Yeni Üyelik
51.
Bölüm

45. Bölüm

@rapunzel_102219

Şarkı:Ahmet Kaya - Nerden Bileceksiniz...

Satır başı yorumlarınızı bekliyorum, ayrıca ⭐ doldurmayı unutmayın canlar....❤️❤️❤️❤️

2 gün sonra

Yanaç Konak

Aycan'dan
Kahvaltımızı yaptıktan sonra şirkete sadece Ateş abim, Doruk abim ve Azat abim gitmişti. Dedem, amcam ve babamlar konakta kalmıştı.

Hamuş ve Melike masayı toplarken bizde sofradan kalktık. Asiye hızlı bir şekilde arkamdan önüme geçip gittiğinde lavaboya gittiğini anlamıştım.
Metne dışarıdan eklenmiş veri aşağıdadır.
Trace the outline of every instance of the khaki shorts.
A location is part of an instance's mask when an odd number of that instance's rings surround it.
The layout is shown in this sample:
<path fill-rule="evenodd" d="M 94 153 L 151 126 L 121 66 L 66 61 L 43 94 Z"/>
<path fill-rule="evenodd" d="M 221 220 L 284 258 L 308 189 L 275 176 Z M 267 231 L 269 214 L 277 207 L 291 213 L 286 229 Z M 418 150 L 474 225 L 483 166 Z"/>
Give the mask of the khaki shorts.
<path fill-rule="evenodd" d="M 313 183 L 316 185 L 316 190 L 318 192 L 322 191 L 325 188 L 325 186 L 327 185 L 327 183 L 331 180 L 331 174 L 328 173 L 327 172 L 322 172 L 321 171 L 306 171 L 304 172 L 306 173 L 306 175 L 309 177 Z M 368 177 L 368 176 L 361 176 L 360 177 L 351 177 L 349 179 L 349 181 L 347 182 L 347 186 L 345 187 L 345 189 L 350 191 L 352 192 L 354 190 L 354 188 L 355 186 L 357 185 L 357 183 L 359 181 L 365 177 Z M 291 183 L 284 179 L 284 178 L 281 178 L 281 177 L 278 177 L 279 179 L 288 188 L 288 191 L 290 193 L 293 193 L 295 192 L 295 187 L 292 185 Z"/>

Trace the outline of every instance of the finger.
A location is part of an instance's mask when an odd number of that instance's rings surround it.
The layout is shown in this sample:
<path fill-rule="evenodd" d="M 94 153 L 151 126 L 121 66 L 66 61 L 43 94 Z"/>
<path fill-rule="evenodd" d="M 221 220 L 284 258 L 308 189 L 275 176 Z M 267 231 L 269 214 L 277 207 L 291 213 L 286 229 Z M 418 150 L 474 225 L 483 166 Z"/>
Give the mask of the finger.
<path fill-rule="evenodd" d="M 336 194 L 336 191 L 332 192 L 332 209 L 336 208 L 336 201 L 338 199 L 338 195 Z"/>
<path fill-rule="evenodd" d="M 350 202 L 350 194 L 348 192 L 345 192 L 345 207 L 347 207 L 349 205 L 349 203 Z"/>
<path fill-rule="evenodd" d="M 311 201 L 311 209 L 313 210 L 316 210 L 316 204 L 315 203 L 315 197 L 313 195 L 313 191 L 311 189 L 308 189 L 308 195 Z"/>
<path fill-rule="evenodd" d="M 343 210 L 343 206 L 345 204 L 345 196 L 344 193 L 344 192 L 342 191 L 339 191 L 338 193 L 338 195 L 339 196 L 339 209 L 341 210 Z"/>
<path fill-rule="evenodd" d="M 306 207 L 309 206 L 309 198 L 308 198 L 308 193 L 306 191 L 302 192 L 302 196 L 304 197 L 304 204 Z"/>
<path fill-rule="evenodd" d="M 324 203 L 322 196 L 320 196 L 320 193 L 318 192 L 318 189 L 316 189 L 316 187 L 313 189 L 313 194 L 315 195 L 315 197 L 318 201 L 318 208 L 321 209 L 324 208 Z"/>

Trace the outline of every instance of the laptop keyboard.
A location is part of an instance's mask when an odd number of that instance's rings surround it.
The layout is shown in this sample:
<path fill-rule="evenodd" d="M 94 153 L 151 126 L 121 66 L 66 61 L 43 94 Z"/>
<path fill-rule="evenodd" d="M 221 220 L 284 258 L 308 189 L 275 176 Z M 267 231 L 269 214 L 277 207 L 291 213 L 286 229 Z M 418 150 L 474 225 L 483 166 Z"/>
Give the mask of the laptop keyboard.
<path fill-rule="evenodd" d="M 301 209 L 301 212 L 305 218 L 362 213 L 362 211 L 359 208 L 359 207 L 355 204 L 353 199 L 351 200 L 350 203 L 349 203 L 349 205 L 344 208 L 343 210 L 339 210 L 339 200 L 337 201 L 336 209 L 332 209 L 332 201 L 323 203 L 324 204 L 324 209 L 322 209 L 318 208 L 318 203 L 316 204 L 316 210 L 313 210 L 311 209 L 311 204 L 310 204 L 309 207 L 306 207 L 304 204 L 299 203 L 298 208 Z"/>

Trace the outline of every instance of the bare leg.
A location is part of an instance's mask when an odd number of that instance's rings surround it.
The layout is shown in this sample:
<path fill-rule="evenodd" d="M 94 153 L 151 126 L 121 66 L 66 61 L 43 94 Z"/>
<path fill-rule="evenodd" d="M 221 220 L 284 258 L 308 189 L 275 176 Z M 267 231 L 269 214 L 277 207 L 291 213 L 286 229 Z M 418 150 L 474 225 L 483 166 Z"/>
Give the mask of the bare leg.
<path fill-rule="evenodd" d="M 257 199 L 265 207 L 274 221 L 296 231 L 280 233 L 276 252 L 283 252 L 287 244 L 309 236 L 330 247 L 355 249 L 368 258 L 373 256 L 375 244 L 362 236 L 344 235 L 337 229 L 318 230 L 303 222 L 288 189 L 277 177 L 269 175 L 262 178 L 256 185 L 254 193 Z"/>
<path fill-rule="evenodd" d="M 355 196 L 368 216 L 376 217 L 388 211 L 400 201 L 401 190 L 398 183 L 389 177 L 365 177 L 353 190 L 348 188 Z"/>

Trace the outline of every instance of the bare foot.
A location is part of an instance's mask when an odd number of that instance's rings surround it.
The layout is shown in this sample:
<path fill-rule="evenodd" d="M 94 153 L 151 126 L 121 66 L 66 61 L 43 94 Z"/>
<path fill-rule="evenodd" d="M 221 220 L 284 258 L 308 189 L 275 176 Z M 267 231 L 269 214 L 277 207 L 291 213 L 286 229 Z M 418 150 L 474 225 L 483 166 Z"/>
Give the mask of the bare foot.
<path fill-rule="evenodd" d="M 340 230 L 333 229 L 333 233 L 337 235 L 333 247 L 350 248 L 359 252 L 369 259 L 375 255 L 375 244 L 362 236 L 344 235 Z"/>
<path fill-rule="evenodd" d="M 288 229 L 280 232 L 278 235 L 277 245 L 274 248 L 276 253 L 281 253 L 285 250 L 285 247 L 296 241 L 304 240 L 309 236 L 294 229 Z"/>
Aycan:Ahıra gidiyorum ben gelicek misin sende Feraye?

Feraye:Geleyim bende bir Mavi'ye bakayım.

Rojbin hanım:Aycan, kızım miden bulanır fazla kalmayın

Aycan:Tamam babaannem, sadece bakıp gelicem

Babaannemin yanağına bir öpücük kondurup Feraye'yle merdivenlerden aşağıya inmeye başladık.

Yaren'den
Aycan hanım, Feraye'yle gittiğinde konuşmaya başladım:Bende dışarı çıkıyorum biraz hava alacam.

Rojbin hanım:Kız başına dışarı çıkman yakışık almaz Yaren. Biraz bekle Aycan ve Feraye gelince Asiye'yide alıp çıkarsınız

Yaren:Ben biraz yalnız kalacam babaanne

Rojbin hanım:Yaren, bekle dedim

Yaren:Bende biraz yalnız kalacam dedim babaanne

Rojbin hanım:Saygısız, sen benim lafımın üstüne laf mı söylersin?

Handan hanım:Yaren...

Yaren:Ya ne dedim ben anne? Sadece konakta bunaldım biraz, tek başıma çıkıp bir hava almak istiyorum dedim

Rojbin hanım:Çık git nereye gidiyorsan. Gözüm görmesin seni saygısız

Hızlı adımlarla odama geçip kapıyı kapattım. Çantamı dolaptan çıkardığımda annem odama girmişti.

Handan hanım:Kızım sen ne yapıyorsun? Babaannenin lafının üstüne neden laf söylüyorsun?

Yaren:Babaannemde benim üstüme gelmesin o zaman anne.

Handan hanım:Kadın sana ne dedi kızım? Sadece dışarı tek başına çıkma dedi, kız başına dışarı çıkman yakışık almaz dedi

Yaren:He yani Aycan hanım tek başına istediği yere çıkabilir ama bana gelince tek başıma dışarı çıkmak yok öyle mi anne?

Handan hanım:Kızım sen iyi misin? Aycan ne zaman tek başına dışarı çıkmış?

Yaren:Doğru. Hiç izin almıyordu dışarı çıkarken hatırladım şimdi. Sabahın köründe o meşhur atıyla kaçıyordu demi konaktan?

Handan hanım:Yaren..

Yaren:Ben gidiyorum anne. Akşama kadar dönmüş olurum annecim

Annemin bişey söylemesine fırsat vermeden hızla odadan çıktım. Konaktanda aynı şekilde hızla çıktığımda Tuncer konuşmaya başladı:Hanımım nereye gitmek istiyorsanız götüreyim?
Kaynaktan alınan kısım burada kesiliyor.